You try to discern God’s presence. Because, you see, even in the midst of great difficultly, the touch of God’s presence – the experience of being held in God’s warm embrace – can bring the peace which passes understanding. It passes understanding because when you’ve lost your home or your loved one, reason says that you should be in agony. But somehow the presence of God can bring an inexplicable calm even in the midst the storm. There’s pain, to be sure; but there’s also peace.

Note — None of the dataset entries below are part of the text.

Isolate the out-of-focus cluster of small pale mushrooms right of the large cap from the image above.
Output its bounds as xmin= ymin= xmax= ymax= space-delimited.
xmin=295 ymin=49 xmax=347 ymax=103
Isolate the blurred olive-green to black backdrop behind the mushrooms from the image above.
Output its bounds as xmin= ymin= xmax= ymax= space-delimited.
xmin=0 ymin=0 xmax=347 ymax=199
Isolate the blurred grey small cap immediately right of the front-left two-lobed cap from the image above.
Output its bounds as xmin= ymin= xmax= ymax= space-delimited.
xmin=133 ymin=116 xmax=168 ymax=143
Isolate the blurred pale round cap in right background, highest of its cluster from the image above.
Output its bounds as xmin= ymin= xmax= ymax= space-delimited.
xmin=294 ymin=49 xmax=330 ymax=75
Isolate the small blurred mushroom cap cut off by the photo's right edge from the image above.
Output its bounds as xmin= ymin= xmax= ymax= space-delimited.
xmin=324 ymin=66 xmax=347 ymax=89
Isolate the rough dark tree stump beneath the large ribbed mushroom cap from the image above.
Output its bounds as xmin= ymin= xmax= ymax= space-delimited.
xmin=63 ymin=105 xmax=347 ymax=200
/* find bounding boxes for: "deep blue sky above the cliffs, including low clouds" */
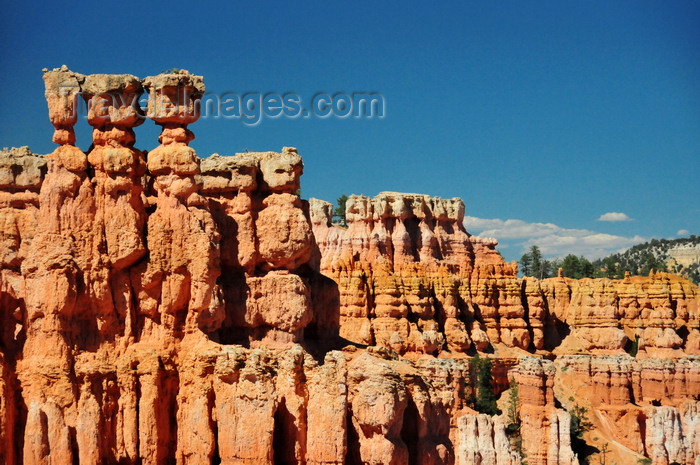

Jesus said, “For what will it profit a man to gain the whole world and loose his life?” What will it profit a man to have a garage full of Hummers, and no roads to drive them on? What will it profit a woman who is so nice that everyone likes her, but so little backbone when it comes to conflict that she hates herself? We can become quite skillful at avoiding life’s difficulties, but sometimes we have to face them head on in order to get on with the task of living. Jesus is our model and guide: “who, for the sake of the joy that was set before him, endured the cross, disregarding its shame, and has taken his seat at the right hand of the throne of God” (Hebrews 12:2). Those willing to endure the difficulties of life will experience the abundance of life. Amen.

Text: Mark 8:34
Preached by Bruce D. Ervin
8 March 2009

2 comments:

Anonymous said...

What do you mean when you say, "It’s about dying to yourself so that others might live"? That sounds less like love and more like trading one ego for another. As I understand it, we're not called to kill ourselves (metaphorically or otherwise) but to die to sin; and not so that others might live but so that we might live for God (Romans 6:11). When we live for God we live unselfishly, and in that generosity of spirit we live abundantly.

Anonymous said...

Dear Anonymous:

Good questions/observations. "Dying to self" is another way of saying, "Dying to sin." What I mean is: dying to one's egotistical self, one's self-centered self; the self who is tempted to indulge in greed, even at the expense of hurting or endangering the lives of others; like the irresponsible corporate executives at Enron who lost the life savings of many people, or the irresponsible bankers who invested in "derivatives" based on toxic mortgages and thus threatened the whole international banking system (and the jobs and homes and pensions and savings of many millions which are supported to some degree by that system), or the already comfortable upper middle class folk who've insisted on getting more and more tax cuts in recent decades, at the expense of the holders of public sector jobs (like road construction and transit operation) that are funded by tax receipts, and those on disability (perhaps injured on jobs were safety regulations were allowed to lapse because governments didn't have enough money to hire enough inspectors to make sure that regulations were enforced) whose benefits are so dreadfully inadequate. When we metaphorically die to this greed and self-centeredness which gives rise to considerable human suffering, and when we rise to a newness of life which is committed to the common good (creating jobs, building environmentally-friendly infrastructure, providing for those unable to work) we are "dying to self that others might live."

Paul knew little or nothing of the concept of the individual that we 21st century types have inherited from the 18th century Enlightenment. When he speaks of being dead to sin and alive to God in Romans 6:11, he is speaking at least as much about the community as he is about the individual. He is addressing the letter to the church (the community of faith) in Rome, not just to individual believers. We have to understand so much of what he says from this collective, community perspective. We die to sin (to self, to egotism, to selfishness), so that we can rise to newness of life in a community of faith which seeks the common good (see especially 1 Corinthians, chapters 12-14, where he's talking about how our gifts can be used for the good of the community; the famous love chapter is talking about the love - agape - which is incarnate in the Christian community). This is the understanding of dying to self and rising to new life that undergirds my entire March 8 sermon. Seems to me that this understanding of death and resurrection is a central biblical norm.